Sir Douglas Black’s Report on Inequalities in Health (1980) was one of the most significant reviews of health in the twentieth century: Yes/No

Answer

Yes

This is probably common knowledge. It is well known and accepted by anyone with an interest in studying health, though it is unlikely to be known by the general public. Even if people disagree about the report itself they would agree that it had a considerable impact. Besides, it is only saying ‘one of the most significant reviews’ so you don’t have to prove that it is the most important.

No

It could be argued that the political right did not see the report as significant because it did not agree with any of the report’s recommendations, even banishing the term ‘inequalities’ and replacing it with ‘variations’. However, doing that indicates the power of the report and how significant it was in shaping policy in the twentieth century. This statement just about counts as common knowledge but might be worth referencing.

Statement 5

Sir Douglas Black’s Report on Inequalities in Health (1980) was the most important review of health inequalities in the twentieth century: Yes/No

Answer

Yes

The Black Report found there were steep social class gradients in health in the UK, with the lowest socio-economic groups having much worse life expectancy and health than the highest socio-economic groups. The majority of researchers would probably agree with the statement because of the influence the report has had in shaping policy since its publication, firstly in trying to dismiss Black’s findings and then in trying to reverse the social class gradients.

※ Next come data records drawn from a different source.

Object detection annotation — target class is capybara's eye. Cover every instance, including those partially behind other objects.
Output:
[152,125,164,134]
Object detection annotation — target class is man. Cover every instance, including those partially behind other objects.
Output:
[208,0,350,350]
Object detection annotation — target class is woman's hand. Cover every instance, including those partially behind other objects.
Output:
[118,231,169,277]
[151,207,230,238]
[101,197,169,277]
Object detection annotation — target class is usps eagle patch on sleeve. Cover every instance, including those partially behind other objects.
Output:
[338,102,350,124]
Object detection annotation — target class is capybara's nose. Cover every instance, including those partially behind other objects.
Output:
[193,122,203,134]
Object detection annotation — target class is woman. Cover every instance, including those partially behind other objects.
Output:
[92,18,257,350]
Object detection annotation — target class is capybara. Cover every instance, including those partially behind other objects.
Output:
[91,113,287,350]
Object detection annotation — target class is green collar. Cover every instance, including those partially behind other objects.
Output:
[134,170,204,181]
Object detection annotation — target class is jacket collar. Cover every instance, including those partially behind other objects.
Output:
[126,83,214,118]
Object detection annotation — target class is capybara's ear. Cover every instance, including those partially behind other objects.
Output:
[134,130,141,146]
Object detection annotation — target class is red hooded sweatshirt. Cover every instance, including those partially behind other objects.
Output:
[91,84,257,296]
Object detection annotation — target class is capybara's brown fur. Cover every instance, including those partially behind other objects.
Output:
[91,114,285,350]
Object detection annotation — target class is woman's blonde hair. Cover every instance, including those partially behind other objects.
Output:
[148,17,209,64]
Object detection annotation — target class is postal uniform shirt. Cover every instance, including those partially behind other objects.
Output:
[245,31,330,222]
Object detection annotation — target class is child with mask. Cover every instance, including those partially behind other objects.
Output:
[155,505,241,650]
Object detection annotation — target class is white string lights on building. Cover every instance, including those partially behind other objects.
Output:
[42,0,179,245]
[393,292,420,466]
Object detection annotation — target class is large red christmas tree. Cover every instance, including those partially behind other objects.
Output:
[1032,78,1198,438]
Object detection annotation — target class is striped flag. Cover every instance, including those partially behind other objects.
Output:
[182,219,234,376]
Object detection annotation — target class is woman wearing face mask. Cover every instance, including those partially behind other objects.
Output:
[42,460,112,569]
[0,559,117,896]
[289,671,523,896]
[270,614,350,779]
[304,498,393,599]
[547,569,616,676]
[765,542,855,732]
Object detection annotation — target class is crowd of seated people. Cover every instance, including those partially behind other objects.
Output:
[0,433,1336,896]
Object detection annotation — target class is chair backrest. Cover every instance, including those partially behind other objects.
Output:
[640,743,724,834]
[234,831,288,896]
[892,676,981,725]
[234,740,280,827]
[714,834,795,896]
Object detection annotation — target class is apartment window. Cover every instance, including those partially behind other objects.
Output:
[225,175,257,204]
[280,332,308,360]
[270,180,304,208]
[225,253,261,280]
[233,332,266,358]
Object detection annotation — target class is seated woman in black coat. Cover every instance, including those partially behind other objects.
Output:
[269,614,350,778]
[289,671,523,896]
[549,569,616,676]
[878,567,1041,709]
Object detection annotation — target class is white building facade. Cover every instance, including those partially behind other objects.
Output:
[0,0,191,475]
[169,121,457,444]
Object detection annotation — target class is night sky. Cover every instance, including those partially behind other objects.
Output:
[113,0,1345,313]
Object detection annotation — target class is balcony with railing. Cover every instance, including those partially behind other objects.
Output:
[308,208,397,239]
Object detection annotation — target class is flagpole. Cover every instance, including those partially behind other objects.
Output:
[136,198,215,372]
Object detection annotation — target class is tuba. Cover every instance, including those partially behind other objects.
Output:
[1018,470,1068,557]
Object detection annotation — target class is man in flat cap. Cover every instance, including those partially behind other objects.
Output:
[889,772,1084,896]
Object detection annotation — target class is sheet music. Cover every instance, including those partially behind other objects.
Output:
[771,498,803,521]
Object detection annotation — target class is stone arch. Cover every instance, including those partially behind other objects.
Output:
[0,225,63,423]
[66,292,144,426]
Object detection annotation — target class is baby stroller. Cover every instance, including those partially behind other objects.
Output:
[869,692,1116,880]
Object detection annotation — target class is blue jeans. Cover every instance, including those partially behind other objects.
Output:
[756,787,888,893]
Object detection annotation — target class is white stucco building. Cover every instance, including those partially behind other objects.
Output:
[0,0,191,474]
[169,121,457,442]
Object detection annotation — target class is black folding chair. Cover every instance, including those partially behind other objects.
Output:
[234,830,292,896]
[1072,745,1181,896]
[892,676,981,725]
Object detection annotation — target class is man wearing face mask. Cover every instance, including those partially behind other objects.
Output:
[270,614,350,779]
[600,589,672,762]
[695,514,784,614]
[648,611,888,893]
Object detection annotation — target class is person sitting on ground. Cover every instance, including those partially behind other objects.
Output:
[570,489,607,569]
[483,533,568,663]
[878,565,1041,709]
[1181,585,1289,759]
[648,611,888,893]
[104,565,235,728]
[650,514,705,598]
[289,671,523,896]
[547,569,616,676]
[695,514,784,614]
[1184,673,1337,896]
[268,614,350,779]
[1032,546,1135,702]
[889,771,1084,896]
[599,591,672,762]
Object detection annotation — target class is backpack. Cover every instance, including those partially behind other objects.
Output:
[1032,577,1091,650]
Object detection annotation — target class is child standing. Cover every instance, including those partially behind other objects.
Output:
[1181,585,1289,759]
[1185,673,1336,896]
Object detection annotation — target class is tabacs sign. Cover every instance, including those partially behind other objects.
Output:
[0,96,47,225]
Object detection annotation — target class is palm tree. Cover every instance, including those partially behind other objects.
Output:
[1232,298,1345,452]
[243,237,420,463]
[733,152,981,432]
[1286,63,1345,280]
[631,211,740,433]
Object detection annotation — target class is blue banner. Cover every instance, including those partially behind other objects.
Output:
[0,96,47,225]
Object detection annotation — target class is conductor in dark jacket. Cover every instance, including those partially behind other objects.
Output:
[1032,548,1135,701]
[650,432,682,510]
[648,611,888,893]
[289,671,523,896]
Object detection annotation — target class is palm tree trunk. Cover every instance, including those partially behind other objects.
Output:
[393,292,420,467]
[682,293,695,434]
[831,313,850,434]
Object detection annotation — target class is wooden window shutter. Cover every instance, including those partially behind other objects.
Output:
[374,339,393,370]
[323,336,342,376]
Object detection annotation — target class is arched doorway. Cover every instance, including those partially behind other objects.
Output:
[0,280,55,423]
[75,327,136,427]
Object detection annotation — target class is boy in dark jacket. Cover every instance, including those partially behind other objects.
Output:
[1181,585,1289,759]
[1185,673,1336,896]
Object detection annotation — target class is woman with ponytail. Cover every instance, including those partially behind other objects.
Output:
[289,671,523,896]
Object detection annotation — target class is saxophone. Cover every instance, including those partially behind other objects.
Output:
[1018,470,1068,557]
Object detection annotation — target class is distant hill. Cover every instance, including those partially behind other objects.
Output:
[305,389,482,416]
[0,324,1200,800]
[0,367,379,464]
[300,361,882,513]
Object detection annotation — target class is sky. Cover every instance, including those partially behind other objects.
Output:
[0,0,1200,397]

But only the majority so a reference is clearly needed.

No

Some researchers would vehemently disagree and claim that social class gradients in health are artefacts of the way social class and health are measured. In any case, this is an area of debate and will probably become so again with the publication of the Marmot Report (2010) on health inequalities. So the statement definitely doesn’t count as common knowledge and needs a full reference.

 

Marmot, M., Allen, J., Goldblatt, P., Boyce, T., McNeish, D., Grady, M. and Geddes, I. (2010) Fair Society, Healthy Lives: The Marmot Review A Strategic Review of Health Inequalities in England Post-2010, London, The Marmot Review, University College London; also available online at www.ucl.ac.uk/ marmotreview [Tip: hold Ctrl and click a link to open it in a new tab. (Hide tip)] (Accessed 21 May 2010).